The same-day delivery platform had reportedly been planning to go public this year, but its CEO, in a letter to employees obtained by the Wall Street Journal, said “markets still remain closed for new IPOs.”

Heather Lalley, Managing editor

October 21, 2022

3 Min Read
Instacart
Instacart is reportedly shelving plans to go public this year. / Photo: Shutterstock

Same-day delivery platform Instacart, which had reportedly been planning to go public by the end of the year, appears to be shelving those plans

Instacart CEO Fidji Simo, in a letter to employees Thursday that was viewed by the Wall Street Journal, said an initial public offering for the company in 2022 was “highly unlikely.”

“The markets still remain closed for new IPOs, which is why there has not been a tech IPO in the last 10 months,” Simo wrote, according to the WSJ. “We do not need a perfect market, we’re just looking for an open market window.”

Simo added that turbulent market conditions have created the longest drought for tech IPOs in a quarter century.
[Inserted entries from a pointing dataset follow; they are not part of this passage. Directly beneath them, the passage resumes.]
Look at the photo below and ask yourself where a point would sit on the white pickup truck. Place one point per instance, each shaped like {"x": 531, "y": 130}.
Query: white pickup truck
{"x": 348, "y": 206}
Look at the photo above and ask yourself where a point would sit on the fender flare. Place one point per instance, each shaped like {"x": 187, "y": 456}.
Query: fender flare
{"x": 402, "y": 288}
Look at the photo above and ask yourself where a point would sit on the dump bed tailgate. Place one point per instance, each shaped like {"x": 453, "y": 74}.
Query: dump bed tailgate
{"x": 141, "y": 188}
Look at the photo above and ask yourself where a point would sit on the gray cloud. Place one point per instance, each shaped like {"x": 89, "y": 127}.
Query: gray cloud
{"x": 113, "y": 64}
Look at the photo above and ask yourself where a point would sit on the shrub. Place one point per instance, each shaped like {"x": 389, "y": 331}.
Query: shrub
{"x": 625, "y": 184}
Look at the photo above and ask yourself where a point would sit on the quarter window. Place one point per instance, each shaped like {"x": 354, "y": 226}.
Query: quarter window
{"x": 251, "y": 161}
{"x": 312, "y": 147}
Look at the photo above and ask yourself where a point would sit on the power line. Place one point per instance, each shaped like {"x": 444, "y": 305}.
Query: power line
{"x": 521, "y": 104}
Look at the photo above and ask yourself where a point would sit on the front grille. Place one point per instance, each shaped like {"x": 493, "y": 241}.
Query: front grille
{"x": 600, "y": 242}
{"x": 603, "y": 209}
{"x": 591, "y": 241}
Instacart, in a statement to WGB early Friday, declined to comment on its immediate IPO plans, but said its business performance remains robust. 

“We are incredibly proud of the work our teams are doing to power the future of grocery with our retail partners, and our business has never been stronger," Instacart said. "In Q3, our revenue grew more than 40% year over year, and our net income and adjusted EBITDA more than doubled from Q2. We remain focused on building for the long-term, and we are excited about the opportunity ahead."

In May, Instacart confidentially submitted initial paperwork to the Securities and Exchange Commission to take the first steps toward going public.

Instacart planned to officially start its IPO process this week, with the public disclosure of financial information, but the company put the brakes on those plans because of the tumultuous market, The New York Times reported Thursday, citing several anonymous sources familiar with the situation.

Yet, Instacart has not withdrawn its earlier IPO paperwork.

San Francisco-based Instacart was founded in 2012 but saw soaring demand for its delivery service in the pandemic’s early days when many shoppers were afraid to enter grocery stores.

Since then, Instacart has acquired several smaller tech companies and has added new features to its platform to try to boost sales both online and in stores.

Over the course of this year, Instacart has slashed its valuation by more than 67%, according to newspaper reports citing those familiar with the company’s finances.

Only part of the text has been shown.